I've seen a lot of talk on this board about getting DA/OP wheels to approx 1,500g and "lighter than Ksyrium SL's." 348g a pretty big difference, so what's causing this difference? The skewers? Rim tape? Is Excel's summation innacurate?

If someone could provide some insight, that would be great. I'm looking at possibly getting a new set of custom wheels, and I just want to know whats up.
Well, you won't get a set of Dura-Ace/Open Pro wheels to weigh 1,500 grams - but you can get them to be lighter than Ksyrium SL's. Firstly, Mavic lies, um I mean, is "optimistic" about the wieghts of their wheels. From the Weight Weenies website, we can see that Ksyrium SL's are about 100 grams heavier than claimed: Weigh Weenies wheel weight listings.

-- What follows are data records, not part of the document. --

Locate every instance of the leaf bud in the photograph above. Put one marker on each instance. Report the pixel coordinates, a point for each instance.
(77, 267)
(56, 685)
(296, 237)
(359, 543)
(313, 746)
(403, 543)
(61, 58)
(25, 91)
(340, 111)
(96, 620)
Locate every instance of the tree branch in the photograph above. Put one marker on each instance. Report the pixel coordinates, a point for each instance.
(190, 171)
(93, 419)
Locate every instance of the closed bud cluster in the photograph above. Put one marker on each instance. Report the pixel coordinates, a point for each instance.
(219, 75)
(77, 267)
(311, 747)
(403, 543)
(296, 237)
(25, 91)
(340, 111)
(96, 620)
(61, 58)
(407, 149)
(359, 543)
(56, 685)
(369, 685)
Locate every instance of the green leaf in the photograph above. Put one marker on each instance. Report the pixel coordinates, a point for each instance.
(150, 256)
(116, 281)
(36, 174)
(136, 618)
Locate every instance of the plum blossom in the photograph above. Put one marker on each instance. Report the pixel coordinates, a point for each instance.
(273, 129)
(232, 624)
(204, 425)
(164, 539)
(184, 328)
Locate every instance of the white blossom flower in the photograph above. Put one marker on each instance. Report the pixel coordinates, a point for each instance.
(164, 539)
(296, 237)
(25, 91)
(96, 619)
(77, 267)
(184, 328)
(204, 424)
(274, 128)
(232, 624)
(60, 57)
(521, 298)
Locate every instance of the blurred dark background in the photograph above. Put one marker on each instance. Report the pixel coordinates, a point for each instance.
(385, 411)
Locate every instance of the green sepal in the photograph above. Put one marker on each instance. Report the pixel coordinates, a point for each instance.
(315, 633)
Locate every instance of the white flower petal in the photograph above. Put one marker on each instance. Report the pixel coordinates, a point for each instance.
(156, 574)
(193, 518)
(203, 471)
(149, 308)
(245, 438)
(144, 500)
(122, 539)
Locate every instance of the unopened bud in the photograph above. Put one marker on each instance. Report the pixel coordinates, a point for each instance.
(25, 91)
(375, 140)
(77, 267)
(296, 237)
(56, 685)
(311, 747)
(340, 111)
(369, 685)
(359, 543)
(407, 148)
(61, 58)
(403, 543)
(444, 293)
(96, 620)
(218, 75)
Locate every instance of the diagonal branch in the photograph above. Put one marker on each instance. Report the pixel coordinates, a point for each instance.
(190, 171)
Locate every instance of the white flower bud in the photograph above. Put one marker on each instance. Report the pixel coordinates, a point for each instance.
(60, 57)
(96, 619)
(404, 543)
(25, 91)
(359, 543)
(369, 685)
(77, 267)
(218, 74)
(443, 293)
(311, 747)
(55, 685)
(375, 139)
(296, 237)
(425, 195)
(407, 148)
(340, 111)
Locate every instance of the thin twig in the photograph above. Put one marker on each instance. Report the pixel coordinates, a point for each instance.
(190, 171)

Excel Sport's wheel weight calculator uses the weight of the Dura-Ace hubs with skewers, whereas Mavic weighs their wheels without skewers. Excel lists the weight of Dura-Ace 7800 hubs with skewers as 188g F/ 330 gR. From the Weight Weenies hub weight listings, the weights of Dura-Ace hubs without skewers is 125g F/ 255g R. Taking the difference, the weight of the skewers is 138g/pair.

From the Excel Sports wheel calculator, if you built a set of 28 spoke Dura-Ace/Open Pro wheels with DT Revolution spokes in a 2X pattern in front, DT 2.0/1.8 in 3X pattern on rear drive side and DT Revolution in 2X pattern on rear non-drive side, the total weight would be 1698 grams. Subtracting the skewer weight leaves a wheel weight of 1560 grams - or about 40-60 grams lighter than Ksyrium SLs.

Of course, adding more and/or thicker spokes will add a few more grams of weight, but certainly the Dura-Ace/Open Pro wheels are in the same weight class as Ksyrium SLs.

But of course, wheel performance isn't just about weight - (lateral) rigidity is also important. In this category, Ksyrium SLs have been shown to be fairly flexy in this test: Damon Rinard wheel stiffness test . As can be seen in the test, "traditional" 28 and 32 spoke wheels are stiffer than Ksyriums, so it is likely that the Dura-Ace/Open Pro wheels will be (laterally) stiffer than the Ksyrium SLs.